In this video, TV “anchor” Mustapha Alaoui bashes on Aljazeera for their coverage of the Sahara and the
2006-2008 Afengou incidents. A remote village where dozens of infants died due to harsh conditions and an unresponsive government. Al Alaoui argues: “But what about Qatar ? Why doesnt Aljazeera mention the 1994 Qatari coup? Why doesnt Aljazeera shifts its focus to the gulf instead?” As you can see, his tirade was very well received. Oddly enough, AlJazeera was probaby the only channel keeping Moroccans in the loop considering the shameful absence of Moroccan media, funded by Moroccan’s tax money. A more relevant variation would be the “What about Algeria? How about you try living there instead” whenever a criticism of the “Moroccan exception” arises. Superstar columnist Rachid Nini also blatantly resorts to a similar fallacy trying to refute Moulay Hicham, Aboubakr Jamai and Ali Mrabet’s statements to the media.
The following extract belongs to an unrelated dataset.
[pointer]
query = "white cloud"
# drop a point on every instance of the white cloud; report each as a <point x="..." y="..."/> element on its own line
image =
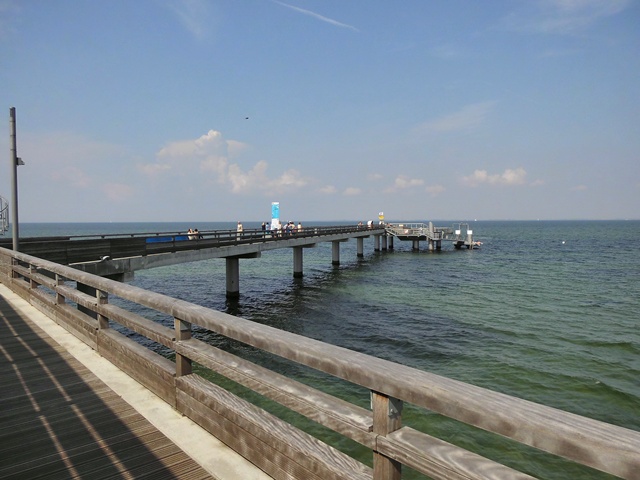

The list of examples is endless, but going back to Johann Hari who puts it best:
So whenever you hear the cry “But what about?!”, you can reply: what about we ignore this crude attempt to change the subject, and focus on the subject in hand?
This complete disregard of basic rhetoric principles is what makes the difference between, say, the British house of commons and the Moroccan parliament, between Oxford Debates and Aljazeera’s Opposing Views(Itijah Al Mou’akiss). 2011 seem to be the year for breaking Arabic stereotypes, and while I realize that “curing” this particular affliction can be a bit more challenging, I think we can manage to alleviate its repercussions. Why stop for example at only teaching logical and quantitative reasoning in Math classes? Rhetorics should also be taught alongside Arabic or Philosophy classes. A nation of great conversationalists and problem-solvers? what a dream. Can I get my Nobel prize already?